When your feet or legs are a little achy from too much jumping and high-impact exercise, a circuit workout will get your heart rate up while your legs stay on the ground. Research shows circuit workouts, with no rest between sets, offers cardiovascular benefits without pounding your joints. In fact, some studies show circuit workouts elicit greater improvements in aerobic capacity than moderate-intensity aerobic exercise, assuming you rest less than 30 seconds between each exercise.

How effective a circuit workout is for cardiovascular fitness will depend on the exercises you choose. You’ll get more benefits if you include more compound exercises that work large muscle groups or incorporate some power moves like kettlebell swings or focused cardio circuits. To keep it low-impact, you can always include cardio moves where one foot stays on the floor.

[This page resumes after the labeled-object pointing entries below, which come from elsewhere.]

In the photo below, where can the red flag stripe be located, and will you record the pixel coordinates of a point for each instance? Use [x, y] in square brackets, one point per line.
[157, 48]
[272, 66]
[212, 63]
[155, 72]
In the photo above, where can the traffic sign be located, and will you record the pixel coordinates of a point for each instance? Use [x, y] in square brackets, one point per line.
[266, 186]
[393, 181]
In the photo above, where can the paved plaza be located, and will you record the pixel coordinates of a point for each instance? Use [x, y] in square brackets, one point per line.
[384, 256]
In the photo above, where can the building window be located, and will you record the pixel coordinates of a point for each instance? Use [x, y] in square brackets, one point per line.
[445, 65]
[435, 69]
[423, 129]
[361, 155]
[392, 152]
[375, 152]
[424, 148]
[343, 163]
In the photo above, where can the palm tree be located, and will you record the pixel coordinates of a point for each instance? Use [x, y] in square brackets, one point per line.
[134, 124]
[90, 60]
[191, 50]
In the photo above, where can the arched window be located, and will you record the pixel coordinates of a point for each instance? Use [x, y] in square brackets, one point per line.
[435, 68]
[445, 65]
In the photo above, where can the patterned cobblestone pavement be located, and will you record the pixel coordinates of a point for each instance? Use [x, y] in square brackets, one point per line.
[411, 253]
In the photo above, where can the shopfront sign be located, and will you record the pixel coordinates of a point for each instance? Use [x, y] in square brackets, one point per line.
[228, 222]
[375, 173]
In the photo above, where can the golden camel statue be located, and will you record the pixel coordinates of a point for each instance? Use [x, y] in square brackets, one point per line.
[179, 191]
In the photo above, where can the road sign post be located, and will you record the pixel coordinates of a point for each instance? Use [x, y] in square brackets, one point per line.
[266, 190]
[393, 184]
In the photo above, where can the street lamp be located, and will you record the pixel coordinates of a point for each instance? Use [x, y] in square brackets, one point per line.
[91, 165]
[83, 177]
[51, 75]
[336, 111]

You Should Do a Circuit Workout When Your Motivation Could Use a Boost

Another benefit of circuit workouts is the variety this type of training offers. Whether you’re short on motivation or simply bored with your current routine, circuit training offers all the diversity you need to get your mojo back. It’s a fun, boredom-busting way to work out that you can customize to meet your goals. It’s hard to get bored when you’re constantly moving from one exercise to the next without stopping.

You Should Do a Circuit Workout When You Don’t Have Access to Equipment

No equipment? No problem. You can do a circuit workout using only your own body weight as resistance. For example, a circuit of push-ups, squats, planks, wall sits, and abdominal crunches works all of the major muscle groups without equipment. Throw in some cardio circuits like jumping jack or jump squats to boost your heart rate. It’s a good workout when you’re confined to a hotel room. Of course, you can always add extra resistance using dumbbells, barbells, or resistance bands if you have them available. That’s how flexible circuit training is.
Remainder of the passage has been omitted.